Reis, A., Albuquerque, T., Botelho, A. & Cunha, M.V. (2020) Polyclonal infection as a new scenario in Mycobacterium caprae epidemiology.Veterinary Microbiology, 240, 108533. DOI:10.1016/j.vetmic.2019.108533 (IF2019 3,030; Q1 Veterinary Sciences)
Portugal is one of the European Union countries with an ongoing eradication program for bovine tuberculosis (TB), which does not include systematic goat testing. However, surveillance in small ruminants is increasingly important, since goat and sheep can harbour Mycobacterium caprae and be an infection source to cattle with impact in the success of bovine TB control. Furthermore, the information regarding the epidemiology and biology of M. caprae is quite limited comparing to the cognate bovine-adapted ecotype, M. bovis.

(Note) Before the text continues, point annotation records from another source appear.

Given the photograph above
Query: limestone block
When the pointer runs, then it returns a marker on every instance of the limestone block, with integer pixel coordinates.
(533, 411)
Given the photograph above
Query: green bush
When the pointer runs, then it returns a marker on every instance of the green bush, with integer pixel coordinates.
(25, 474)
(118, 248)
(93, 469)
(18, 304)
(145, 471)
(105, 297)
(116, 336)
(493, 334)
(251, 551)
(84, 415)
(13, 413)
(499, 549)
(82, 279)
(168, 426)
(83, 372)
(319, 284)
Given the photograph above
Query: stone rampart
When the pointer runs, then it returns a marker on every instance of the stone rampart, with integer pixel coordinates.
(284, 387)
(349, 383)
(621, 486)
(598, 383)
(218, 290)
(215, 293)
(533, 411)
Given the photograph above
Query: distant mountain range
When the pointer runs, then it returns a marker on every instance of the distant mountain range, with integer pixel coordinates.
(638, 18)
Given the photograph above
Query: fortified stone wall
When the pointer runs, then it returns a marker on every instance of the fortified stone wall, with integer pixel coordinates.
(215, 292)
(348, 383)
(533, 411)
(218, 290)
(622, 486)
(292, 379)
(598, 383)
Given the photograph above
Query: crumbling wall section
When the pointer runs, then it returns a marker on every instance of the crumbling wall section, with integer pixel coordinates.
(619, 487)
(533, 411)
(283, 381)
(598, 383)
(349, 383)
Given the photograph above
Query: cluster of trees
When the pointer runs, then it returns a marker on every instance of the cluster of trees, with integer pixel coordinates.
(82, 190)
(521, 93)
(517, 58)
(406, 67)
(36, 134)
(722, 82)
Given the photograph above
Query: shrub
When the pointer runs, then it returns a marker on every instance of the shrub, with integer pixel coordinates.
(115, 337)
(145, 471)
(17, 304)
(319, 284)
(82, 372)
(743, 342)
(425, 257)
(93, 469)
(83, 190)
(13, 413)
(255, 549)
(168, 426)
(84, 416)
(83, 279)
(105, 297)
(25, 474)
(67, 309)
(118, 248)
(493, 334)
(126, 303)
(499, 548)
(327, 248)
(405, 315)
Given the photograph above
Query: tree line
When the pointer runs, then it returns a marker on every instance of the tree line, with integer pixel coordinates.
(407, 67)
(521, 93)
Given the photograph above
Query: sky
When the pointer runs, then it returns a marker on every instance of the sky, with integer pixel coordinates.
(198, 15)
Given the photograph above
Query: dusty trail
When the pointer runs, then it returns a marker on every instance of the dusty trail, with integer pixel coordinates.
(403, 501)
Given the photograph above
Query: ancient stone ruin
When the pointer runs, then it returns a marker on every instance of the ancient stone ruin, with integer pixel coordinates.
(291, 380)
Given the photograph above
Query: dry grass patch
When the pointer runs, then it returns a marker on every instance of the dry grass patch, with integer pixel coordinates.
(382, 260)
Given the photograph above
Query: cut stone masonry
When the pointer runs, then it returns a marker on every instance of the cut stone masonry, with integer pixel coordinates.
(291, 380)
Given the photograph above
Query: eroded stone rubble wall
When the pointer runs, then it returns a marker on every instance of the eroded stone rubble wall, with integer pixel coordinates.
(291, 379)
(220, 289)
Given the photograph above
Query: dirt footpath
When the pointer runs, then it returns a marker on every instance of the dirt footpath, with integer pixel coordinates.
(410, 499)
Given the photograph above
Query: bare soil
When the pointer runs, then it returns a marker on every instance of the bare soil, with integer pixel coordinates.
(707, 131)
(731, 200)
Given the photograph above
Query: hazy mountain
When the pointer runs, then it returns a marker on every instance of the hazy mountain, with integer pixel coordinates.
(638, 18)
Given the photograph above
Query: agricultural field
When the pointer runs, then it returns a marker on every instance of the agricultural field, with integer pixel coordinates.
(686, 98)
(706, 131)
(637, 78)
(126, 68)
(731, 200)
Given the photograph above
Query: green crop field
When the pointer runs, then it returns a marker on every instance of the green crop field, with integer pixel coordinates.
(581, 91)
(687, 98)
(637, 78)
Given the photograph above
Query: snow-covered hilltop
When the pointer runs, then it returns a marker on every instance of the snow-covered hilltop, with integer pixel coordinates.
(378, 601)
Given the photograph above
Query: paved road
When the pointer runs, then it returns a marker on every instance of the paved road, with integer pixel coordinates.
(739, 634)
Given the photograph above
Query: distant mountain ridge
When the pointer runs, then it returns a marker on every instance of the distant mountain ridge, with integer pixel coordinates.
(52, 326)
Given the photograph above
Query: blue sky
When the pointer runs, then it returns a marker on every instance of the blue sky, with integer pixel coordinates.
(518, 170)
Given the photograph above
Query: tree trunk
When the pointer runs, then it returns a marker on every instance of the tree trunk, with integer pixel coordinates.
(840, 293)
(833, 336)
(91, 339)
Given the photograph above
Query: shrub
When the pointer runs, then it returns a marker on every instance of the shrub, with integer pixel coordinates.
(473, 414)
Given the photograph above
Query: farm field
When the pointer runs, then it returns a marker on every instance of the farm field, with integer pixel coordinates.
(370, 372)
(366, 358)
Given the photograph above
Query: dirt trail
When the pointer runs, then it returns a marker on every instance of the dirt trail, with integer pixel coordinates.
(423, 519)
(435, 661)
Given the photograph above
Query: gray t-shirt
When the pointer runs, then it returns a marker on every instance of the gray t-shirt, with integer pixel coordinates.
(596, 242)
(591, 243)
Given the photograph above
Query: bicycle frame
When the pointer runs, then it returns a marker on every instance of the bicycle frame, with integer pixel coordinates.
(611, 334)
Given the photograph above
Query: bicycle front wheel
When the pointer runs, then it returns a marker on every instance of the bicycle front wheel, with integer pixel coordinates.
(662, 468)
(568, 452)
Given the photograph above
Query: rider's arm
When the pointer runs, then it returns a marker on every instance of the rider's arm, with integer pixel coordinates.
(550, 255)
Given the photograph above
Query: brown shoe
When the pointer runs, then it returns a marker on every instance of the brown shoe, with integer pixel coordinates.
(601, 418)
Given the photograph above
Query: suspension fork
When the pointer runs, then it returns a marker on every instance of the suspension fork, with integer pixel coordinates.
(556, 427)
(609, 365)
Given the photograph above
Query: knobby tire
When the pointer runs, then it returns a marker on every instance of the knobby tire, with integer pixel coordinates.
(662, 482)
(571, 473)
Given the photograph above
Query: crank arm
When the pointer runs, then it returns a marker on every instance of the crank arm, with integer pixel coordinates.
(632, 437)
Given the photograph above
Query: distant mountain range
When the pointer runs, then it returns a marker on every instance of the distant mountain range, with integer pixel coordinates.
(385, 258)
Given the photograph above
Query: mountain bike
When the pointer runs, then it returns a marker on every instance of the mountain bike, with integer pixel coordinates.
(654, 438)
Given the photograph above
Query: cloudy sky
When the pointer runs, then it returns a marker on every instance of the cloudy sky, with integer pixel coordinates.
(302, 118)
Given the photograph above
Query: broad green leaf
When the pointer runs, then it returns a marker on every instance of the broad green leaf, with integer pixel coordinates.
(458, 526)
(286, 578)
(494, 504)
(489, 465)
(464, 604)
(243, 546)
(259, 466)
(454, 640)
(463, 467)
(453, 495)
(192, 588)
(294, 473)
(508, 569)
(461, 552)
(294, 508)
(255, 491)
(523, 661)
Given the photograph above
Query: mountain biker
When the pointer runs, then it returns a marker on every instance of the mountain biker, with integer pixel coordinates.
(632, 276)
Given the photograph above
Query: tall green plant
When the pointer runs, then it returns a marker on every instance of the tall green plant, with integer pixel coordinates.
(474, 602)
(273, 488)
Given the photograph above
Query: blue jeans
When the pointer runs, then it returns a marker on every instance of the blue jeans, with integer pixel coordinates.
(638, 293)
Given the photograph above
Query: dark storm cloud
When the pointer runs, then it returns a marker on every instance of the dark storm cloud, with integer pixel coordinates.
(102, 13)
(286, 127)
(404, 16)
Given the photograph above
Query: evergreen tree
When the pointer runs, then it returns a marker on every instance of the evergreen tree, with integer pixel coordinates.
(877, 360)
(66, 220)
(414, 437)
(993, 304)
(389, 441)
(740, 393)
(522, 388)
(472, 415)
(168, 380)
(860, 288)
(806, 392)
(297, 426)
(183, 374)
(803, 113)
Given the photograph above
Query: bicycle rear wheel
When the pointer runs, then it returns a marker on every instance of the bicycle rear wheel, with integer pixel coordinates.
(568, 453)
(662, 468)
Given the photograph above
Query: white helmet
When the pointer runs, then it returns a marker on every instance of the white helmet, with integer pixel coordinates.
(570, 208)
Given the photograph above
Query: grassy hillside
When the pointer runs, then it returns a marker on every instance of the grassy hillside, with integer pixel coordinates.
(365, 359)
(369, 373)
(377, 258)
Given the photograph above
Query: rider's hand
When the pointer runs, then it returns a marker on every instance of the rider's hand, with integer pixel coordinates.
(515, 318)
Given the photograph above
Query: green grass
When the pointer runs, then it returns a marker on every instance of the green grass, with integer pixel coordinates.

In this work, we applied spoligotyping and MIRU-VNTR (Mycobacterial Interspersed Repetitive Units-Variable Number of Tandem Repeats) to M. caprae obtained between 2003 and 2014 from 55 animal hosts, including goat (n = 29), cattle (n = 21), sheep (n = 1) and wild boar (n = 4) from Portugal. The molecular analysis revealed a unique spoligotyping pattern (SB0157) and 24 MIRU types. Genotyping of serial M. caprae from herds with recurrent outbreaks enabled further discrimination of epidemiologically related isolates, supporting a clonal structure in Portugal and denoting the emergence of clonal diversity at the herd level, more apparent for MIRU4. Results suggest a founder effect and adaptive genotypic divergence, paving the way for sympatric speciation.
Double allele findings at MIRU4 in over 20 % of infected animals indicates that co-infection and in vivo microevolution may be frequent in the goat-adapted ecotype. While polyclonal infection appears common in M. caprae epidemiology, the functional significance of subtle genotypic variations remains to be disclosed, namely at the interface with the host, to expand knowledge on the epidemiology and biology of this neglected ecotype.